My classes this year are large–ranging from 30-35 each period, including my two AP Language & Culture blocks.  Relationship building is essential for any class, but I feel it is particularly important in my large AP classes.  Since I am dramatically outnumbered, I need them to work together, trust one another, and feel comfortable together.  Our school has over 2000 students, so the first days are critical for building community because (unlike the tiny high school I attended back in the day) they don’t all know each other.

Taking a page from the Persona Especial/Estrella del Día techniques that I use in my lower level classes, we will start our class with small group interviews.  Students will be choose their own seats, and then work with groups of about 3-4 sitting near them.  Using the first page of this handout (AP cooperative group profiles) as a guide, they will interview each other in Spanish and take notes accordingly.  This gives me a few minutes to mingle and listen on the first day, and it gives them a low(er)-stress environment to interact in TL.  Afterwards, we will use some PQA to get to know each other a bit and to model some aspects of what to expect in class this year.  These groups will be their base groups for activities throughout the month.  We are on an A/B schedule, so a month of working together is about 10-12 classes.

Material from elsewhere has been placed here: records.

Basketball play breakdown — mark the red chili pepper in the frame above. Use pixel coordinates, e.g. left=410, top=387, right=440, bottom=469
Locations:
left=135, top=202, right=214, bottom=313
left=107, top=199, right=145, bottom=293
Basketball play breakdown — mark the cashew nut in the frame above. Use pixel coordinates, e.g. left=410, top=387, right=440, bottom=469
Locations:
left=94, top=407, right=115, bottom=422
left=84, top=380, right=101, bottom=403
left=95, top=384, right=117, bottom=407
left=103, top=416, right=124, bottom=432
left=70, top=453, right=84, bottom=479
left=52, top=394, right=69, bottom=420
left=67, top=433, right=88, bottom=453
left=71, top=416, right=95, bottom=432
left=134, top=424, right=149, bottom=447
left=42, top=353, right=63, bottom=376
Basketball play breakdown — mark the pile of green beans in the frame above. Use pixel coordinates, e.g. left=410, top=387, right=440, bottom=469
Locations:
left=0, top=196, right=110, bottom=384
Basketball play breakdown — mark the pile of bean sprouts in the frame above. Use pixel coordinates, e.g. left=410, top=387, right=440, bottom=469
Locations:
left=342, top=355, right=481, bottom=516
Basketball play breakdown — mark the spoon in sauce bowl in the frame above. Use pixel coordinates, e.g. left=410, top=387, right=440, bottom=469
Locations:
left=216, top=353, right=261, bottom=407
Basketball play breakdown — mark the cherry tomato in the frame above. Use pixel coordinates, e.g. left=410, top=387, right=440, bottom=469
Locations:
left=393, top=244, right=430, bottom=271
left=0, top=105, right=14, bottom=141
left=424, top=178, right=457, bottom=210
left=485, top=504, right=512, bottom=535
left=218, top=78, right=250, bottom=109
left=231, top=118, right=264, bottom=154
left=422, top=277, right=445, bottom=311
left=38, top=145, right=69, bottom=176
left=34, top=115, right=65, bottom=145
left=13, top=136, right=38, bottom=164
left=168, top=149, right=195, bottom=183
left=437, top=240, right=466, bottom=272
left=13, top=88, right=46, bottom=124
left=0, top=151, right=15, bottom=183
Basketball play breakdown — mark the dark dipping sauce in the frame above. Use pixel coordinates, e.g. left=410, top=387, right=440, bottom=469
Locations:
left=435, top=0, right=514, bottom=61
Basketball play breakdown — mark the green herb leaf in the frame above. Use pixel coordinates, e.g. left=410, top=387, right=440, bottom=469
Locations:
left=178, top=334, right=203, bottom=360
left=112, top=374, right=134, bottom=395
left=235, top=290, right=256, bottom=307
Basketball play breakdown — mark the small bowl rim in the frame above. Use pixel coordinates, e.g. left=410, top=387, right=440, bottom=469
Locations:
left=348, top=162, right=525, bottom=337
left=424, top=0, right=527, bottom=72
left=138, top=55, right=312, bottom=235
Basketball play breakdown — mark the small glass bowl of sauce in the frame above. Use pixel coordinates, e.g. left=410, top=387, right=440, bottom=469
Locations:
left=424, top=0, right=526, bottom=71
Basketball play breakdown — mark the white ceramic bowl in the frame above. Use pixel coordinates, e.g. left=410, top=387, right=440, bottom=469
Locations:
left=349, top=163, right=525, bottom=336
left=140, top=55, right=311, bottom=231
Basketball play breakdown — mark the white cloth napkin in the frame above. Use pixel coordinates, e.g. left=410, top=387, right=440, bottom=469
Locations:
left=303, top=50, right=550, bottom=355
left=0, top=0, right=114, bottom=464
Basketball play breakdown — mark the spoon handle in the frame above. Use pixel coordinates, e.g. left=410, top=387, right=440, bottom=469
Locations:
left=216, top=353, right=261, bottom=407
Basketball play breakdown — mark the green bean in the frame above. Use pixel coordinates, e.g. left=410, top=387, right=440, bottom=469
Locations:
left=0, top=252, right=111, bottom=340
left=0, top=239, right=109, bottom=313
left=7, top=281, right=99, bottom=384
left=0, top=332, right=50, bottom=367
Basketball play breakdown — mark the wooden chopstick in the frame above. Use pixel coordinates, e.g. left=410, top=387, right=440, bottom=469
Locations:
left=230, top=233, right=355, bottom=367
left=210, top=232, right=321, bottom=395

The final touch is on the back of the page.  After working together in these collaborative groups for the month, we take a few moments to celebrate and encourage.  Each student will give his/her paper to another in the group, who will fill out the first box, then rotate, continuing until everyone in the group has had a chance to write affirmations and encouragement on each others’ papers.  Each student receives his/her paper back with positive vibes provided by the others from the group.  The next class–coinciding with the new month–we arrange new groups with some different questions in the new chart, and the process begins again.

I know this idea originally came from another teacher, but I cannot locate the reference. If you know,  please tell me!!